Wherever I might wander in China, and with the rumours of war that were in the air, it looked as if my wanderings were going to be somewhat restricted, to one place I was bound to wander, and that was the Great Wall of China. Even in the days of my grandmother's curios, I had heard about that, one of the wonders of the world, and I could never have left China without seeing it.
“You can do it in a couple of days,” said the young man, who had chastened me gently when first I entered Peking. “I'm going up on Tuesday, You'd better come along. The poet's coming too,” he added.
The poet, a real live poet, who thought a deal more about his binding than his public, was like me I think, he did not like seeing places in crowds, and at first he did not give us much of his society. There was also a millionaire, an American millionaire, his little wife, his big daughter, and his angular maiden sister. They had an observation-car fixed on to the train, and the guard came along and said that if we ordinary travellers, who were not millionaires, cared to come in the car, the millionaire would be very pleased.
I have travelled so much by myself that the chance of congenial company once in a way was delightful, but I did feel we ought not to have taken the train to the Nankou Pass. A mule litter, or a Peking cart would have been so much more suitable. However, it is as well to be as comfortable as possible.
From the north came China's foes, the sturdy horsemen from Mongolia, the mountain men from the Manchurian Hills, and because the peaceful, industrious inhabitants of the rich; alluvial plains feared greatly the raiders, they, just at the Nankou Pass, where these inaccessible hills might be passed, built watch-towers and kept ward.

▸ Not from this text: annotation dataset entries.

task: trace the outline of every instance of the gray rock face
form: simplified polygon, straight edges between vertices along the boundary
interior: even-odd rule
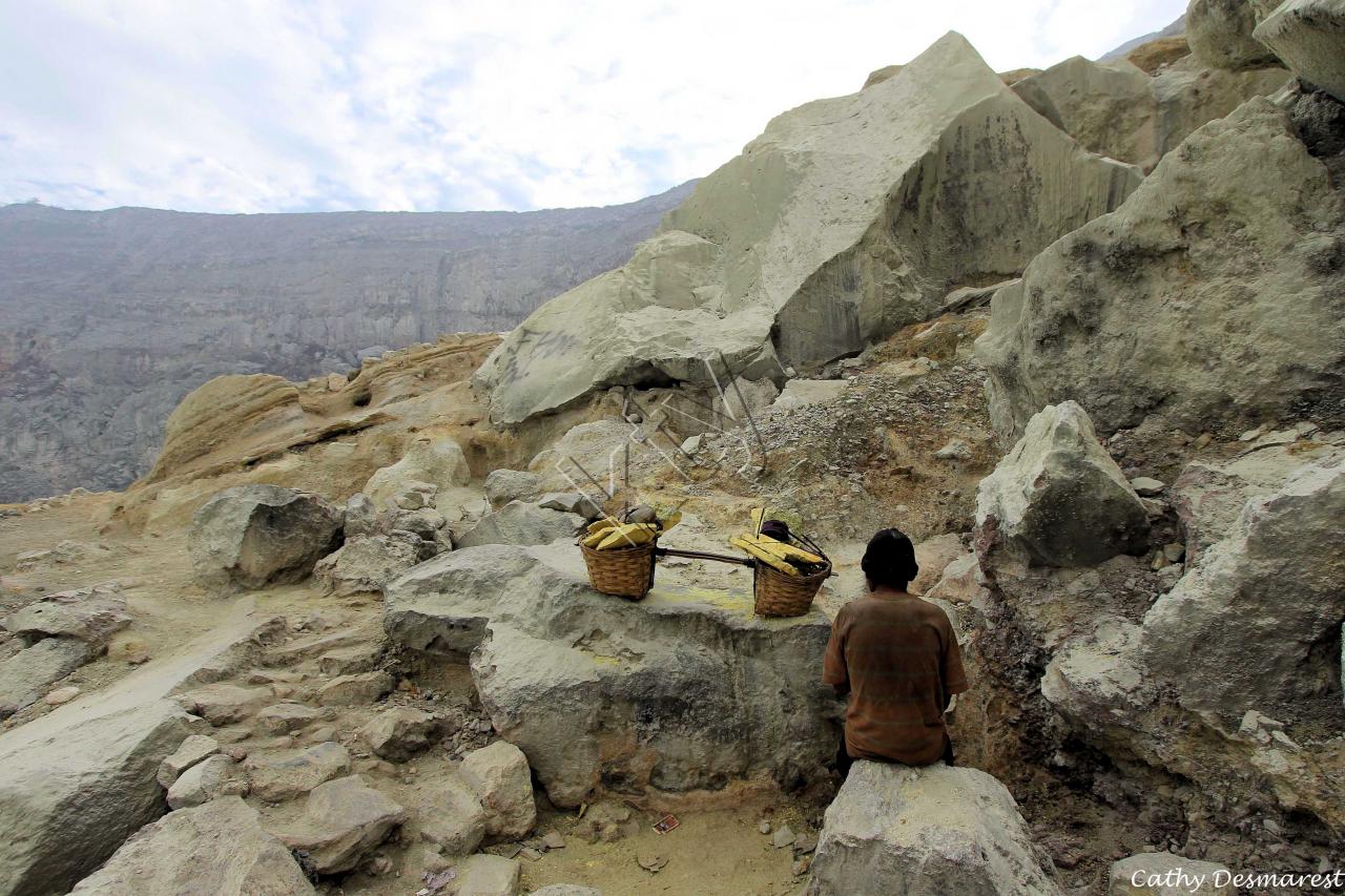
[[[313,578],[334,595],[381,592],[383,585],[421,561],[425,544],[406,530],[348,539],[317,561]]]
[[[406,821],[406,810],[359,775],[338,778],[308,795],[304,819],[280,838],[308,853],[319,874],[350,870]]]
[[[238,796],[175,811],[126,841],[81,896],[311,896],[312,885]]]
[[[1182,705],[1225,718],[1270,706],[1278,714],[1334,686],[1334,658],[1315,647],[1345,618],[1341,519],[1345,464],[1310,465],[1250,500],[1228,538],[1158,599],[1145,616],[1143,657]]]
[[[343,529],[347,538],[359,535],[373,535],[378,522],[378,509],[364,492],[351,495],[346,500],[346,517]]]
[[[39,735],[32,724],[0,736],[0,892],[13,896],[65,892],[159,818],[159,764],[191,733],[169,701]]]
[[[818,683],[830,623],[752,615],[751,596],[588,587],[573,546],[471,548],[393,583],[383,624],[406,647],[471,655],[495,729],[557,806],[623,791],[820,779],[839,732]]]
[[[990,775],[861,760],[827,807],[808,895],[1046,896],[1049,861]]]
[[[1247,100],[1279,90],[1279,66],[1209,69],[1188,57],[1149,77],[1126,59],[1067,59],[1013,85],[1014,93],[1087,149],[1151,171],[1193,130]]]
[[[406,455],[395,464],[389,464],[374,472],[362,491],[369,495],[375,507],[386,510],[399,506],[395,500],[408,490],[422,494],[429,491],[433,495],[438,491],[447,492],[453,487],[465,486],[471,478],[472,471],[467,465],[461,445],[452,439],[422,437],[412,443]],[[430,486],[432,490],[424,488],[425,486]],[[418,510],[426,503],[402,507],[402,510]]]
[[[94,650],[75,638],[44,638],[0,661],[0,718],[42,700],[47,687],[93,659]]]
[[[1278,62],[1270,47],[1252,36],[1256,11],[1248,0],[1190,0],[1186,42],[1215,69],[1252,69]]]
[[[533,830],[537,802],[533,799],[533,774],[522,749],[498,740],[468,753],[460,774],[486,809],[487,837],[518,839]]]
[[[254,753],[247,756],[246,771],[253,796],[278,803],[347,774],[350,753],[340,744],[331,741],[304,749]]]
[[[184,771],[168,788],[168,809],[190,809],[219,796],[238,763],[215,755]]]
[[[172,756],[159,764],[159,783],[167,790],[178,778],[195,766],[219,752],[219,743],[214,737],[192,735],[182,741]]]
[[[1033,564],[1093,566],[1143,548],[1149,514],[1072,401],[1042,408],[981,480],[976,529]]]
[[[1254,170],[1275,176],[1239,174]],[[1345,420],[1341,210],[1328,167],[1267,100],[1205,125],[1120,210],[995,295],[976,340],[995,429],[1017,439],[1064,400],[1104,435],[1147,414],[1189,432],[1291,408]]]
[[[340,546],[344,514],[317,495],[278,486],[226,488],[192,515],[196,577],[214,588],[301,581]]]
[[[486,476],[486,499],[491,507],[511,500],[530,500],[542,494],[542,478],[526,470],[492,470]]]
[[[359,736],[383,759],[405,761],[430,747],[441,728],[440,720],[426,712],[393,706],[374,716]]]
[[[492,418],[518,422],[613,385],[709,383],[716,351],[748,379],[822,366],[925,319],[950,284],[1017,273],[1138,178],[948,34],[886,81],[776,117],[625,266],[525,320],[476,381]]]
[[[460,776],[418,795],[414,817],[421,839],[434,844],[445,856],[476,852],[486,838],[486,809]]]
[[[1287,0],[1256,26],[1254,38],[1302,81],[1345,102],[1345,1]]]
[[[687,192],[525,214],[0,207],[0,502],[126,486],[211,377],[344,375],[371,346],[508,330]]]
[[[518,896],[522,866],[514,858],[480,853],[463,862],[456,893],[467,896]]]
[[[129,624],[126,599],[117,584],[48,595],[4,620],[7,630],[28,642],[61,636],[93,647],[108,643],[112,635]]]
[[[486,514],[461,538],[459,548],[480,545],[549,545],[561,538],[573,538],[584,525],[584,517],[560,510],[546,510],[537,505],[511,500],[499,510]]]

There they stand, even to this day, upon jutting peaks where the pass opens into the plain, grey stone watch-towers with look-outs and slits for the archers, and beacon-towers which could flash the fiery warning that should rouse the country to the south. For thirteen miles we went up the pass, the cleft that the stream, babbling cheerfully now in April over its water-worn rocks, has carved for itself through the stony hills, and its weird beauty never palls.
Always there were the hills, broken to pieces, tossed together by the hand of a giant, there were great clefts in them, vistas looking up stony and inaccessible valleys, gullies that are black as if a burning fiery furnace had been set in their midst, little pockets where the stream widened and there was a patch of green pasture, some goats grazing, a small, neat farm-house and fruit-trees, pink and white, almond, peach, or pear, a wealth of blossom. On every patch of those barren hill-sides where a tree might grow, a tree—a fruit-tree—because the Chinaman is strictly utilitarian, had been planted; only here and there, over the sacred graves of China, there was a patch of willow, tender with the delicate dainty green of early spring.